As did other news coverage of the March 23 oral arguments, Denniston noticed that a number of justices, including Chief Justice John Roberts, had seemed to accept the nonprofit institutions’ claim that the government would be “hijacking” those institutions’ own health plans for workers or students and that too would involve them in providing access to birth-control methods and devices to which they object.

The institutions’ lawyers argued that the government had a duty, under the federal Religious Freedom Restoration Act, to find ways to provide access to contraceptives entirely independently of those institutions and their existing health plans.  That was the argument that prompted a number of Justices to comment about the “hijacking” that might occur … The new order … seemed aimed at cutting the nonprofit institutions free from any notice requirement — to anyone.

“This is an excellent development,” said Mark Rienzi, lead attorney for the Becket Fund for Religious Liberty. “Clearly the Supreme Court understood the Sisters’ concern that the government’s current scheme forces them to violate their religion.
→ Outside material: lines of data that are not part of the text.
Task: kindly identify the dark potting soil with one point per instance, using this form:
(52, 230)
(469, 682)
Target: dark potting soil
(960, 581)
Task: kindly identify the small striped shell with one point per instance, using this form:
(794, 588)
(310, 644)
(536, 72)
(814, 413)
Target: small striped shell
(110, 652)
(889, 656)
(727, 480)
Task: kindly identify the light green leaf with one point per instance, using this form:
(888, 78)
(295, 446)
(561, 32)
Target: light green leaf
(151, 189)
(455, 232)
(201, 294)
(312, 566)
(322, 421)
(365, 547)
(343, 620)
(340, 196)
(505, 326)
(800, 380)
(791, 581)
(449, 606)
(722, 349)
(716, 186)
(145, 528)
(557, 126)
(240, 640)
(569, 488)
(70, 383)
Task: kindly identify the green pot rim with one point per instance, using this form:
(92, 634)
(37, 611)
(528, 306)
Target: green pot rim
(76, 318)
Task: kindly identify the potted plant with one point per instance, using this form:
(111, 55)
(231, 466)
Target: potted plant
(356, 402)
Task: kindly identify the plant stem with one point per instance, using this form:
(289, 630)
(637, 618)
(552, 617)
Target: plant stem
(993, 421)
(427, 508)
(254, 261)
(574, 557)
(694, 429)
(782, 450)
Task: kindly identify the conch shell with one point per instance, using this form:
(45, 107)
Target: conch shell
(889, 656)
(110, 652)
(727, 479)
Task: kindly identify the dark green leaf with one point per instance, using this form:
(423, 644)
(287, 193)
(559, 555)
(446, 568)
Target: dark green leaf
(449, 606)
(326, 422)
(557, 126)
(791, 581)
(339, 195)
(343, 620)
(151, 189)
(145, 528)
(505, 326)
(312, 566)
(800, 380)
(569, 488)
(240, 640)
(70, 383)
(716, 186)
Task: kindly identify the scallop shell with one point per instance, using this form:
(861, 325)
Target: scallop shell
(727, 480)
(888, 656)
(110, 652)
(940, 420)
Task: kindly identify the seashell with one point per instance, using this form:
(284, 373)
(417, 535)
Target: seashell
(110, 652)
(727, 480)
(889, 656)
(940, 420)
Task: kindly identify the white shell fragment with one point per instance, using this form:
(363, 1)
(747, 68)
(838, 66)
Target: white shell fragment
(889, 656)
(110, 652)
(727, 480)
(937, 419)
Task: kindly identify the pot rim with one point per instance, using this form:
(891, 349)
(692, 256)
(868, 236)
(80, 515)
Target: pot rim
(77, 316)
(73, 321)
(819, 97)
We look forward to offering alternatives that protect the Little Sisters’ religious liberty while allowing the government to meet its stated goals.”

Also reacting to the news was Alliance Defending Freedom. “There is an easy solution,” a spokesman said. “The government can offer these services to women who want them without forcing Christian schools, nuns and priests to abandon their belief that life is sacred. We will confer with our clients to determine a response to the Supreme Court’s request.”

A final decision is expected from the court in June.